Enrolment down slightly in fall 2013

For the first time in several years, total enrolment at the U of S is down for the start of classes.

By Kris Foster

Compared to last year, this year's enrolment figure of 20,726 is 0.38 per cent, or about 80 students, lower than the previous fall in all degree and non-degree programs, explained Russell Isinger, university registrar.

"We expect variation year to year, and while we've seen a slight decrease this year, we do consider this year's enrolment figure to be quite stable," said Isinger. "This provides us with a snapshot of enrolment to give us an idea of trends prior to our October census day when we gather official numbers."

Some of the trends that the numbers reveal are that while total undergrads (16,937) is down this year—1.14 per cent compared to last year—the number of graduate students (2,795) is up close to five per cent.

The overall numbers of international and out-of province undergraduate students are up 1.44 per cent and 3.84 per cent respectively, Isinger said.

"We have recruited more actively in western Canada and internationally over the last five years, and that helps to explain those increases."

But there was a decrease, a little over five percent, in the number of first-time international undergraduates in direct entry colleges, which Isinger attributes in part to the foreign service strike that is delaying some international students from getting study visas.

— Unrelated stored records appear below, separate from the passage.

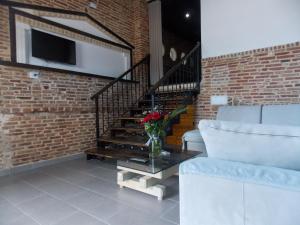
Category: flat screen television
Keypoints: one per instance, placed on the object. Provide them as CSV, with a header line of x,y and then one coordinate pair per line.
x,y
53,48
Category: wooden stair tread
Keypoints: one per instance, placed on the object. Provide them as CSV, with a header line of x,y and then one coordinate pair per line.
x,y
130,129
117,153
130,118
148,108
124,141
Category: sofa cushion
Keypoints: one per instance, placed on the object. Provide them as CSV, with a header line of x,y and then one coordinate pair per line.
x,y
193,135
248,114
281,114
270,145
242,172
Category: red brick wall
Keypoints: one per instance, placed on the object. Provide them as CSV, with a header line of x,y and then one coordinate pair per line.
x,y
53,115
263,76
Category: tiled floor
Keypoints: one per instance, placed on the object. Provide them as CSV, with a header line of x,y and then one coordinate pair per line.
x,y
81,192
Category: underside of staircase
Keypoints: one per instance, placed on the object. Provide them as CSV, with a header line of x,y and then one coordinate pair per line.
x,y
123,103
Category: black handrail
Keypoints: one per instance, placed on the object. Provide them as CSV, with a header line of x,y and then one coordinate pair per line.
x,y
170,72
118,96
182,80
147,57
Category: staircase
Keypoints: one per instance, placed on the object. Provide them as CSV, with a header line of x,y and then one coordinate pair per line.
x,y
120,105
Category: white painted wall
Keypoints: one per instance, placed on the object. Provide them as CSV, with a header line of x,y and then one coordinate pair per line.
x,y
230,26
90,58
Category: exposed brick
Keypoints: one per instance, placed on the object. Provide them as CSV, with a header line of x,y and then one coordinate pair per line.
x,y
53,115
250,78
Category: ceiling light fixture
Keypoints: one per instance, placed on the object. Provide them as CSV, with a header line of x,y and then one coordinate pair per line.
x,y
187,15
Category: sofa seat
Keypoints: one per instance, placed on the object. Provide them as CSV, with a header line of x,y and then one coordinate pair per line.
x,y
193,141
219,192
243,172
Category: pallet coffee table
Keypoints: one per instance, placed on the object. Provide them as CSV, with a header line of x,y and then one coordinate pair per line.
x,y
147,176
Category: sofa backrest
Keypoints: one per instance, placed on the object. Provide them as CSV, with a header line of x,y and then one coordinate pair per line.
x,y
246,114
288,115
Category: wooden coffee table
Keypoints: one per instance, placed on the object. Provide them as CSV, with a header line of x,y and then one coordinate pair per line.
x,y
147,177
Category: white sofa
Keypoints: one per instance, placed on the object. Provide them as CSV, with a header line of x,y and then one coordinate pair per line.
x,y
252,173
192,140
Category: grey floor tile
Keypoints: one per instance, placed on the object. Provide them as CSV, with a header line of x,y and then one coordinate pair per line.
x,y
37,178
172,215
74,176
82,164
131,216
9,180
61,189
107,209
53,213
161,222
34,205
86,200
19,192
104,173
3,201
9,214
144,202
101,187
82,192
80,218
23,220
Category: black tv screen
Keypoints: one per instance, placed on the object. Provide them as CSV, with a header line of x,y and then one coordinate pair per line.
x,y
50,47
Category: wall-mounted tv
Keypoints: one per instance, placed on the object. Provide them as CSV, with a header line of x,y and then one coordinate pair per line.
x,y
53,48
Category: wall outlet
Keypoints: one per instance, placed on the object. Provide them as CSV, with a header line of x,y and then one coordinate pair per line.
x,y
33,74
93,5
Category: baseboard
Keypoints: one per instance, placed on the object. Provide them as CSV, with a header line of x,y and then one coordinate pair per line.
x,y
27,167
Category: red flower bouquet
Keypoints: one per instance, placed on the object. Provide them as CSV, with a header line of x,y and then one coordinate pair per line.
x,y
155,124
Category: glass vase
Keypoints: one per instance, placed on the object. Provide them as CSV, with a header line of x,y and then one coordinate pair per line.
x,y
156,146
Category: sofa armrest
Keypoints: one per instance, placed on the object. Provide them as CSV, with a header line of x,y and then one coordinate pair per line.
x,y
214,191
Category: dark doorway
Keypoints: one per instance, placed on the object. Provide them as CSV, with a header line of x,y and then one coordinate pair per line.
x,y
180,30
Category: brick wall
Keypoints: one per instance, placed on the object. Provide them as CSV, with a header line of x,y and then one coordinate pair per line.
x,y
263,76
53,115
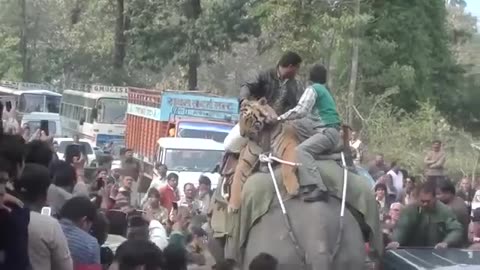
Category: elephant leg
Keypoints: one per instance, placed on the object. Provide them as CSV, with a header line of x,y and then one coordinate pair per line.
x,y
351,255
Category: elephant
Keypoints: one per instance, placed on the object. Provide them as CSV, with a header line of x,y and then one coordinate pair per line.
x,y
315,225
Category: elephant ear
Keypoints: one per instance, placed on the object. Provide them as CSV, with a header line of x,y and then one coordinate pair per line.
x,y
262,101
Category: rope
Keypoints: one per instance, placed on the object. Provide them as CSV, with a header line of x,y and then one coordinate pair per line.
x,y
269,160
342,208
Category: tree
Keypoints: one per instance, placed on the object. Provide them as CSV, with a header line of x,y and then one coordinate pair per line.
x,y
186,32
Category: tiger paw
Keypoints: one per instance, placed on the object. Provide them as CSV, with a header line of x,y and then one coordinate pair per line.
x,y
292,187
232,209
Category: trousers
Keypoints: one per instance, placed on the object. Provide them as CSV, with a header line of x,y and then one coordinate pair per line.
x,y
315,141
234,142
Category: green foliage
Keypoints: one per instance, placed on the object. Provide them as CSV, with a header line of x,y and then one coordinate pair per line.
x,y
409,137
163,32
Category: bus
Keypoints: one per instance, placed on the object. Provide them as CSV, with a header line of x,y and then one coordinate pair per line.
x,y
29,98
95,112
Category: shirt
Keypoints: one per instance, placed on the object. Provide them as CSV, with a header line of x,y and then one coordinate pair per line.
x,y
83,247
317,101
47,245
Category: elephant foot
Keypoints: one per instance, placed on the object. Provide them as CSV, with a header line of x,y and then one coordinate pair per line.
x,y
316,195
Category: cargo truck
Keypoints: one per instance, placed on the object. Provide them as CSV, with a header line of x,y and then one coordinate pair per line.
x,y
154,114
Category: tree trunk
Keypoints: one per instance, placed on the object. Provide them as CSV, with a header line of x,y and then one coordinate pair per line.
x,y
24,42
120,40
193,72
354,69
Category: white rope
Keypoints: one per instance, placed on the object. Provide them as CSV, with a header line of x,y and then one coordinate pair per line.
x,y
269,159
345,182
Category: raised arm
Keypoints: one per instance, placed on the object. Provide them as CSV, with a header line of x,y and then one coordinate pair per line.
x,y
304,106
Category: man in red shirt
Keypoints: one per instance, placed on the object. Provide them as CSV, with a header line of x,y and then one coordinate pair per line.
x,y
169,193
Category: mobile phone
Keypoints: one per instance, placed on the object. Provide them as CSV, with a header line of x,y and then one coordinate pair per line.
x,y
8,105
47,211
44,126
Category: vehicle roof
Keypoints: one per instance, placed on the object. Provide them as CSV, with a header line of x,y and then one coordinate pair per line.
x,y
190,143
96,95
59,140
19,92
41,115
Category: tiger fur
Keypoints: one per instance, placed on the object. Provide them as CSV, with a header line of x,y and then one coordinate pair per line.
x,y
280,139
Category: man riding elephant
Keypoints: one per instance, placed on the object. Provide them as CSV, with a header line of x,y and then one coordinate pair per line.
x,y
280,88
316,111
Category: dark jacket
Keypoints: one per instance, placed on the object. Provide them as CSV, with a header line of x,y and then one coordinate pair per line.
x,y
281,95
417,228
14,238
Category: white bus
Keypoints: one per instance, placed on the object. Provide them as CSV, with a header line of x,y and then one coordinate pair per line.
x,y
95,112
29,97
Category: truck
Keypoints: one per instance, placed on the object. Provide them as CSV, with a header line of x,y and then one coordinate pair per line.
x,y
155,114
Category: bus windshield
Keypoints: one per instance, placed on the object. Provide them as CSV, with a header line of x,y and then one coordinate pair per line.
x,y
112,110
39,103
192,160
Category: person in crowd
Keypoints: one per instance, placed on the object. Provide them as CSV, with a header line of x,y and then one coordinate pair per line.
x,y
263,261
99,230
169,193
358,147
47,245
64,180
190,199
384,200
474,231
130,165
27,133
159,179
204,193
466,192
434,162
77,216
406,196
152,204
278,85
394,181
14,218
378,167
446,194
122,196
227,264
427,223
175,257
138,254
198,255
39,152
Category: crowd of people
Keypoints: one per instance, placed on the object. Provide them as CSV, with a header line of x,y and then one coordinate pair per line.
x,y
52,217
429,210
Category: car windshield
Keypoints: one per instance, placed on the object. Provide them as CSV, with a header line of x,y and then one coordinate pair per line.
x,y
34,125
192,160
112,110
63,145
39,103
217,136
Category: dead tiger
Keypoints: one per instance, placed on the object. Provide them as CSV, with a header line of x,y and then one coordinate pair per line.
x,y
280,139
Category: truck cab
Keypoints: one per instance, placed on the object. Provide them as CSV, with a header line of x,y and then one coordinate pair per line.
x,y
190,158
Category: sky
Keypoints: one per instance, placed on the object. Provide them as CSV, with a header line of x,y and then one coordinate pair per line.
x,y
473,6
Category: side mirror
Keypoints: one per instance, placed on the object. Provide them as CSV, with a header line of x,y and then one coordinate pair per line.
x,y
94,114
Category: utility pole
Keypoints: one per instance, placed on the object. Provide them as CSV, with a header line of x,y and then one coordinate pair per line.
x,y
354,68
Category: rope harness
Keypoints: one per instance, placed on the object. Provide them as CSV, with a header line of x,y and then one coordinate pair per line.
x,y
298,248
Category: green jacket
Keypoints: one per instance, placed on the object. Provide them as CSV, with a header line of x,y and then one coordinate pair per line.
x,y
417,228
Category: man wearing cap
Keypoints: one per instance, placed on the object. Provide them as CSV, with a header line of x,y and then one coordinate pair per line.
x,y
474,231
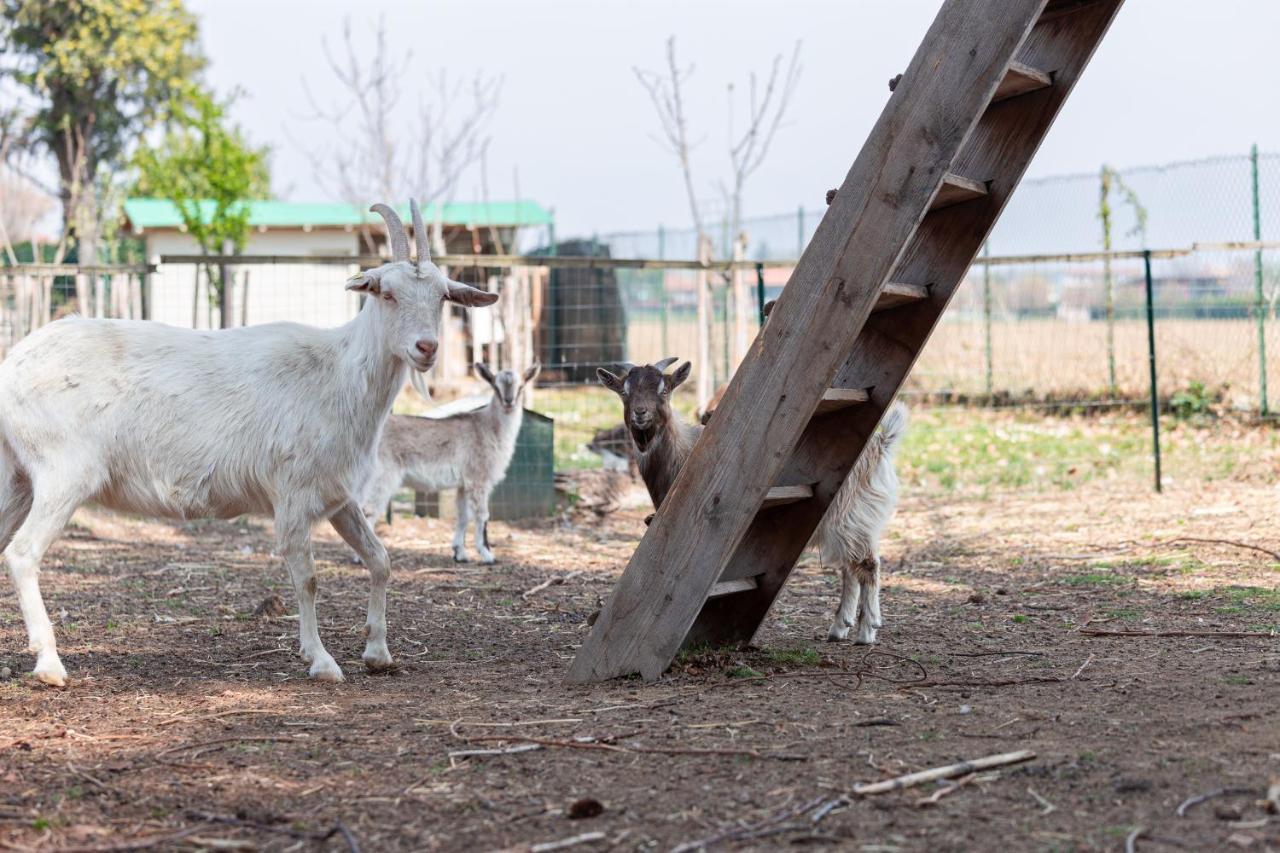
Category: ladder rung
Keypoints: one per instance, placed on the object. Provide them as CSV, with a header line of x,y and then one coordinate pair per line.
x,y
956,188
1020,80
837,398
784,495
730,587
896,293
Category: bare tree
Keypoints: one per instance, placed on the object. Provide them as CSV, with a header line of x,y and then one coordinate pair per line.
x,y
746,150
666,91
376,146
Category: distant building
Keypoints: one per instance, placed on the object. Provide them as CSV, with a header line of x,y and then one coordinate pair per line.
x,y
309,292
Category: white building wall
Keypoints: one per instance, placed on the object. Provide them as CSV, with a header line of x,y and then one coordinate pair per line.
x,y
300,292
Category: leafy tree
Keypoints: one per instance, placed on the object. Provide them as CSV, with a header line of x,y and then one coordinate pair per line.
x,y
208,169
96,74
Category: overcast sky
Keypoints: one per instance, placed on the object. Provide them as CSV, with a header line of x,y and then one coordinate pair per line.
x,y
1174,80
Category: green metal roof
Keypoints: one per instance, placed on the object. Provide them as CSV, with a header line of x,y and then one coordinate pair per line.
x,y
160,213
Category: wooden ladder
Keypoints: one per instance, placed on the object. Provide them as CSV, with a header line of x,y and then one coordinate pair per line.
x,y
940,164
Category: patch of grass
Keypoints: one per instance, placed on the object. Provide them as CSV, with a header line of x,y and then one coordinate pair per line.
x,y
1096,579
805,656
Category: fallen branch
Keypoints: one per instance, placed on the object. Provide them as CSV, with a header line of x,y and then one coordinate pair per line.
x,y
960,769
1083,666
585,838
932,799
1217,792
1274,555
549,582
1098,632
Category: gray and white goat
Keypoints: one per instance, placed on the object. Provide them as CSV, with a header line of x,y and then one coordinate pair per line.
x,y
470,452
279,419
851,529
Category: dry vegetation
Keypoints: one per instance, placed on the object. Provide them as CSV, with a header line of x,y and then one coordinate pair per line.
x,y
190,723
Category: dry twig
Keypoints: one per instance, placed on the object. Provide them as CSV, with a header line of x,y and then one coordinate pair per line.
x,y
960,769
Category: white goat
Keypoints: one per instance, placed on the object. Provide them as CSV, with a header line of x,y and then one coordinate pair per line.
x,y
278,419
850,532
470,452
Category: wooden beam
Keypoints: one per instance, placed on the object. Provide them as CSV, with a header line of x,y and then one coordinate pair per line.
x,y
956,188
896,293
1020,80
840,398
708,518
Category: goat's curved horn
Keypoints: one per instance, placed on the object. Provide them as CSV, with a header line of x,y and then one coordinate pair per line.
x,y
424,243
396,235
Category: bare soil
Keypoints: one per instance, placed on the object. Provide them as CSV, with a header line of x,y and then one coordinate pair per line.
x,y
190,723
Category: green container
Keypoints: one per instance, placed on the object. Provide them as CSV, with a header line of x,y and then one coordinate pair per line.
x,y
529,488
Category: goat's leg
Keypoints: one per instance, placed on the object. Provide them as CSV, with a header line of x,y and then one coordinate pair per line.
x,y
293,537
478,501
359,533
49,511
846,612
869,619
460,527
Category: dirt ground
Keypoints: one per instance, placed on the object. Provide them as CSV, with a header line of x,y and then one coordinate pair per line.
x,y
190,723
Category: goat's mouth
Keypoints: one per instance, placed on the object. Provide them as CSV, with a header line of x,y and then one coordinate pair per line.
x,y
421,364
641,436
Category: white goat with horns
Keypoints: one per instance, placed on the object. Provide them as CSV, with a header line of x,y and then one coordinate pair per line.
x,y
279,419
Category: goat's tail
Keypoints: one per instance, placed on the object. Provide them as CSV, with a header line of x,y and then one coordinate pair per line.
x,y
894,427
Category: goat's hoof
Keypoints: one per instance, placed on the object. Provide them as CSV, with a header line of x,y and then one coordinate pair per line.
x,y
378,660
51,673
327,670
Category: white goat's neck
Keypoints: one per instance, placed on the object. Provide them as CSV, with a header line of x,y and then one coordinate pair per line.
x,y
366,372
661,461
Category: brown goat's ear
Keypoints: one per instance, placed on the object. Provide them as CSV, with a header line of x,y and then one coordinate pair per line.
x,y
365,282
679,377
609,381
469,296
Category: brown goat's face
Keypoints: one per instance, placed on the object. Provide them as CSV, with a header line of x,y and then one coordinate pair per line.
x,y
645,393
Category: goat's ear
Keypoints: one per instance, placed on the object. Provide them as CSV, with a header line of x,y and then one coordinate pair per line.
x,y
365,282
679,377
469,296
609,381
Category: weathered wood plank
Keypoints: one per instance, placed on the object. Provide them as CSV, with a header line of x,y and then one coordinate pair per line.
x,y
896,293
956,188
1020,80
730,587
771,400
784,495
941,252
839,398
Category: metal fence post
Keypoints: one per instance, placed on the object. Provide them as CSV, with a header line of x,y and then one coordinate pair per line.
x,y
1151,361
986,319
662,279
1260,302
759,291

"The full extent of this won't be known until census day as more international students may have to withdraw if they cannot secure visas shortly."

Students from closer to home here in Saskatchewan, he continued, declined as well, by almost two per cent.

"First-time students in the direct entry colleges from Saskatchewan are also down, so we are checking with government to see if the total number of high school graduates is down so as to explain this decrease." One area that Isinger called positive has to do with self-declaration of Aboriginal students.

"Over the past year, we introduced new business processes to better collect Aboriginal self-declarations," he said. "There are already 1,728 self-declared Aboriginal students—one of our highest totals ever—and this number typically increases by census day."

This, he cautioned, does not necessarily mean that the U of S is attracting more Aboriginal students, just that the university is making it easier for Aboriginal students to self-declare.

"The numbers look pretty comparable to last year, but we will have more and better information with census day in October."